Chief Executive Lee emphasized that safeguarding national security is the HKSAR's duty and obligation. The national anthem involves the dignity and sovereignty of the country, and should not be insulted or misrepresented. He pointed out that the song in question has been widely circulated since 2019, and is often used to incite others to engage in secessionist activities. It has also been wrongly described as the National Anthem of Hong Kong, which he believes is an insult to the national anthem and damaging to the country and the HKSAR.

Lee stressed that the HKSAR government's focus is solely on individuals who engage in activities and crimes that jeopardize national security, protecting the other 7 million citizens. Lee believes that related threats could arise suddenly, necessitating the implementation of effective measures to prevent, stop, and punish them.
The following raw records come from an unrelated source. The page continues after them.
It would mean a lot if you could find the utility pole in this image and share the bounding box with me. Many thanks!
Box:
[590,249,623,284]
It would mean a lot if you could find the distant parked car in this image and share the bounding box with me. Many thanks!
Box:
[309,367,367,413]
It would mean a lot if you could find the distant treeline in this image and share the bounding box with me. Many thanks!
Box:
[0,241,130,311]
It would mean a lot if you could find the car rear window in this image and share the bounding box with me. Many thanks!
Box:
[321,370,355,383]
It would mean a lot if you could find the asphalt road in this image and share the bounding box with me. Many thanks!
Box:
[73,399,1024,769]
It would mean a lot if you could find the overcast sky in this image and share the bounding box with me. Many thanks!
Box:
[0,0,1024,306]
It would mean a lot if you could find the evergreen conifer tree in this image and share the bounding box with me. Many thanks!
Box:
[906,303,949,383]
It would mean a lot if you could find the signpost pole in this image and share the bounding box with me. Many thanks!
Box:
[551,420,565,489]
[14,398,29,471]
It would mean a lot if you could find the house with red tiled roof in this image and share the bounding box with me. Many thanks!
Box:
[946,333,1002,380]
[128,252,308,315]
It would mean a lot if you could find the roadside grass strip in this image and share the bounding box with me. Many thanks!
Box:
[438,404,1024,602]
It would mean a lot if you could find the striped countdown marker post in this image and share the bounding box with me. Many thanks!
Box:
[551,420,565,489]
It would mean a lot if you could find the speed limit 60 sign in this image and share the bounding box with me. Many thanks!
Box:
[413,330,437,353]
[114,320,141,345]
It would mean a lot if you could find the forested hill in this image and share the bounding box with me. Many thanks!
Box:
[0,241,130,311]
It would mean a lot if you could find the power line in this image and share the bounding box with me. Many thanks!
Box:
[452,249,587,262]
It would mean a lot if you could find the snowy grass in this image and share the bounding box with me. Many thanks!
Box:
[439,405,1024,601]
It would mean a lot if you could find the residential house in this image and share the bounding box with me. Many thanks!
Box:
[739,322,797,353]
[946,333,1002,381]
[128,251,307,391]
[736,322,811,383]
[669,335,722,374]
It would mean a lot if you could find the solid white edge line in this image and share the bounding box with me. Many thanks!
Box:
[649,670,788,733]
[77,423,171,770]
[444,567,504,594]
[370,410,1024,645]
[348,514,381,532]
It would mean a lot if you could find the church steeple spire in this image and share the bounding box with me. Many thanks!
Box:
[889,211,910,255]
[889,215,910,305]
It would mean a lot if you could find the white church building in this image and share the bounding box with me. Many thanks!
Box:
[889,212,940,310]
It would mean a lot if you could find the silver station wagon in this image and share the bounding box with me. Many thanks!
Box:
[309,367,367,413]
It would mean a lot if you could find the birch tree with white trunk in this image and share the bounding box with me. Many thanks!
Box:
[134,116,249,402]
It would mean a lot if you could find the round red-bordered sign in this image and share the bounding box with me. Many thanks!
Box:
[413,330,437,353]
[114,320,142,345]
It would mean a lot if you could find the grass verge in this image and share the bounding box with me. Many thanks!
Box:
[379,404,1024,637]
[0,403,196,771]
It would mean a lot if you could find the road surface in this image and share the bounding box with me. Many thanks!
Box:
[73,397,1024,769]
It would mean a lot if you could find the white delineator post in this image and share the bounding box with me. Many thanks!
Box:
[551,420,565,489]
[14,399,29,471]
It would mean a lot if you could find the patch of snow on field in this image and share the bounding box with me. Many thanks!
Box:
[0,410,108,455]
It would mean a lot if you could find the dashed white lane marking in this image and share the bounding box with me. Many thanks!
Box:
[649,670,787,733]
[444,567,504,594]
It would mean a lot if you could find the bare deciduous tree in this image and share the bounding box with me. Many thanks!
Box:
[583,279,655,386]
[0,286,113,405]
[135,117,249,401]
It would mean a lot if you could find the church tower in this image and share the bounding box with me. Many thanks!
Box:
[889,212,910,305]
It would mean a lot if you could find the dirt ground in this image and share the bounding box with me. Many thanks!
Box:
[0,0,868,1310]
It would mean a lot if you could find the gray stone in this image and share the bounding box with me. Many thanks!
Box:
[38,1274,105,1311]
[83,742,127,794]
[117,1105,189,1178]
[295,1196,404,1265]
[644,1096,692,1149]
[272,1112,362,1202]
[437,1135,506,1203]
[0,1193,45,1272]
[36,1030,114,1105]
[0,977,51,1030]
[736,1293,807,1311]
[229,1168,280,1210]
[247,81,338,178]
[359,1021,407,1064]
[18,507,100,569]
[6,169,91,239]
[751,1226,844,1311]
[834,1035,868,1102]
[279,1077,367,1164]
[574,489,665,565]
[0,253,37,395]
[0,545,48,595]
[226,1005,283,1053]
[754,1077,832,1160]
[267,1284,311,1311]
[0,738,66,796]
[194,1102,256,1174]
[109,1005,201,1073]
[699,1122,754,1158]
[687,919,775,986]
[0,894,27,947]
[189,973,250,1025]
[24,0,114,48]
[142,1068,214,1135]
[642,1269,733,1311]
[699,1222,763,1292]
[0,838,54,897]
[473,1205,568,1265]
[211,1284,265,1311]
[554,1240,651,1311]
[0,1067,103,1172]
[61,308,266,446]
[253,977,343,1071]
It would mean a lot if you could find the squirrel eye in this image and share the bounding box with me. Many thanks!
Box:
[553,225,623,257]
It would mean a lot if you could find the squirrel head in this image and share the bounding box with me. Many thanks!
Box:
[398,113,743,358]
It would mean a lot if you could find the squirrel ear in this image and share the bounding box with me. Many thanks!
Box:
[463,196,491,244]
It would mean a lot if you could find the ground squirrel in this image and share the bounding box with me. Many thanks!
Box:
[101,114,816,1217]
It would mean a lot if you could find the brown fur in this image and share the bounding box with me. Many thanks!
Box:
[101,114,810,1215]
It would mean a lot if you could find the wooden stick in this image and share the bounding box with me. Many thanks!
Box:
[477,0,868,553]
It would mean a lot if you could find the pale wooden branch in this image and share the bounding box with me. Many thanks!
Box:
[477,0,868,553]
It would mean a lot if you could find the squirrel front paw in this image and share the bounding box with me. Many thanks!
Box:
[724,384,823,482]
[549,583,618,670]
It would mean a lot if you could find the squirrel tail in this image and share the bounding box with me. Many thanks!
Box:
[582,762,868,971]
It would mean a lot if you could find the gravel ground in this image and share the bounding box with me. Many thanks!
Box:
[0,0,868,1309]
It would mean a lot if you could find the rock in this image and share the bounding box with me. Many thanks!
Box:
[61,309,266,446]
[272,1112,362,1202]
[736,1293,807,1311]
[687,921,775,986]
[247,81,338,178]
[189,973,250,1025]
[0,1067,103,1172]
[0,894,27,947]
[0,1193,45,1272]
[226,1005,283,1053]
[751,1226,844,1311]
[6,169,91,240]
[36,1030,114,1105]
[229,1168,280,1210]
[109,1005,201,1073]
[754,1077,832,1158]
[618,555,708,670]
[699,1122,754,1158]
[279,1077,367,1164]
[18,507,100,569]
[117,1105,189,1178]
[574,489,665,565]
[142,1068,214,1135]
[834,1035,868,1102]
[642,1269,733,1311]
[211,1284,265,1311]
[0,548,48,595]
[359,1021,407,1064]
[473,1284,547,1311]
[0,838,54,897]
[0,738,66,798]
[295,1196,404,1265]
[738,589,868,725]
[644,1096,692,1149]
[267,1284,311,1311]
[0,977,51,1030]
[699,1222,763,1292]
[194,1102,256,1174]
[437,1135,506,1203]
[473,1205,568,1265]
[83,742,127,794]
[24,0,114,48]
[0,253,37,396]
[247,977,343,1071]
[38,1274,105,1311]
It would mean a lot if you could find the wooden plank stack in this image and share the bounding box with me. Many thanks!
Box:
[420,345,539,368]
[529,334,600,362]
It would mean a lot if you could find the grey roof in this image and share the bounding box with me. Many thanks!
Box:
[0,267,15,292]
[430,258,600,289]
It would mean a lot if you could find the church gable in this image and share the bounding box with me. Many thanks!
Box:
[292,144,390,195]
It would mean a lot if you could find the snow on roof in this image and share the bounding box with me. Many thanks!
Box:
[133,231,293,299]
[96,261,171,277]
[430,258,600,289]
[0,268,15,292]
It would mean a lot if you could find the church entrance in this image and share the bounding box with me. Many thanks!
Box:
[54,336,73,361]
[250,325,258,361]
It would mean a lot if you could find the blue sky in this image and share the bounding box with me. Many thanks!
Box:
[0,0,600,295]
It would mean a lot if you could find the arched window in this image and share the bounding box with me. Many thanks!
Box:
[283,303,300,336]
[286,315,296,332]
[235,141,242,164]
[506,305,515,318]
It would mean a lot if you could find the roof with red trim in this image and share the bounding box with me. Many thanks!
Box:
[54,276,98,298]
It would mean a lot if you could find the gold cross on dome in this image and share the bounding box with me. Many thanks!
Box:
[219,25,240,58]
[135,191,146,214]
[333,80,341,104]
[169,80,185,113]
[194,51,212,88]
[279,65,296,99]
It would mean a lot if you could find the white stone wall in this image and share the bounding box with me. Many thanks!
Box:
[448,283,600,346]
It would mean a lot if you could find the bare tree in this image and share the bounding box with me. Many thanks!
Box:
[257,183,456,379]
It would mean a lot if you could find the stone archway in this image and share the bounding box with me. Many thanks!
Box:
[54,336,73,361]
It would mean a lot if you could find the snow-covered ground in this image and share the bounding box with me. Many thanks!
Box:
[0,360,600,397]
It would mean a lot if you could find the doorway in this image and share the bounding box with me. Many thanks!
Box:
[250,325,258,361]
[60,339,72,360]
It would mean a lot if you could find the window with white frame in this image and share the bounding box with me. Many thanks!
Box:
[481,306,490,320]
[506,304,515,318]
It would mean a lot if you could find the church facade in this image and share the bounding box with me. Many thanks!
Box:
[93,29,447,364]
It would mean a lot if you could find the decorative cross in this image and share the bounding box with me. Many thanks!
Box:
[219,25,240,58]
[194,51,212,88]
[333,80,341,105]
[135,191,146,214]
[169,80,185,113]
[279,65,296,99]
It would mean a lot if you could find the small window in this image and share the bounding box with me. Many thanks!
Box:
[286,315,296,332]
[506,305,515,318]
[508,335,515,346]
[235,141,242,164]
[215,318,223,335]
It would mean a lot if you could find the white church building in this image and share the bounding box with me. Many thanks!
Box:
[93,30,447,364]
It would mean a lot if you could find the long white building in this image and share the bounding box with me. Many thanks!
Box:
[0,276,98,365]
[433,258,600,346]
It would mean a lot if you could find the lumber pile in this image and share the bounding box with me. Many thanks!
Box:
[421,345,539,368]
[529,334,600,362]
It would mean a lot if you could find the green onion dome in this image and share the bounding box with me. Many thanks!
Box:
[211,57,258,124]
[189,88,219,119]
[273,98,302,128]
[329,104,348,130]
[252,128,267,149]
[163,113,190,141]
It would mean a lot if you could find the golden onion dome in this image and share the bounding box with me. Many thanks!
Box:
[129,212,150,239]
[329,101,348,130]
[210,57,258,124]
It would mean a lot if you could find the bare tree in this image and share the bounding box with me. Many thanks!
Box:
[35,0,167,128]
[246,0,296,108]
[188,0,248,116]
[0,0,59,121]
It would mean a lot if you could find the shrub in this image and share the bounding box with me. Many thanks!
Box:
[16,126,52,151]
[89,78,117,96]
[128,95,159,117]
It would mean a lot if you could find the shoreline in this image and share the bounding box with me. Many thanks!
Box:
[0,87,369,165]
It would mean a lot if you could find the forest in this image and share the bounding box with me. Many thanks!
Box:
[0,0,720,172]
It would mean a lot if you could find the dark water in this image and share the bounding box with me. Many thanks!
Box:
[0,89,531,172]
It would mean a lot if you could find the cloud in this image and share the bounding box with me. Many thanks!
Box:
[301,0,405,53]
The judgement delivered the wrong signal to the community, which is unexpected and surprising, Chu Kar-kin, a veteran current affairs commentator based in HKSAR and member of the Chinese Association of Hong Kong and Macao Studies, told the Global Times on Friday.

"Apparently, the decision is not based on law or public interest, nor has national security been taken into consideration. After perusing the judgment, the DOJ should consider launching an appeal," Chu said.

"Judges handle cases according to the law and evidence, fearlessly and impartially, acting independently without any interference. Any case will inevitably undergo legal battles and judicial maneuvering," Louis Chen, a member of the Election Committee and general secretary of the Hong Kong Legal Exchange Foundation, told the Global Times on Friday. "Of course, we believe that the DOJ will continue to appeal according to established mechanisms." He also believed that the ruling demonstrates the rule of law and judicial independence are the cornerstones of Hong Kong's prosperity and stability.

In fact, the overall authority of the NSL for Hong Kong, and the normativity of its specific provisions and procedures, have gradually been understood and applied by the Hong Kong courts in a more mature and legislative-intended manner. We must trust that the Hong Kong judiciary can play a correct, appropriate, and key role in the formation of the national security legal system, Chen said.

The dignity of the National Anthem "March of the Volunteers" should not be jeopardized, Chu emphasized. "National security and rule of law should not be forgone with a controversial decision by a sole person unfamiliarized with the current situation," he noted.

In fact, judges made mistakes in the past and that' s the reason appeal mechanism has been employed to overrule judgement based on wrong facts or incorrect law quoted, the expert said.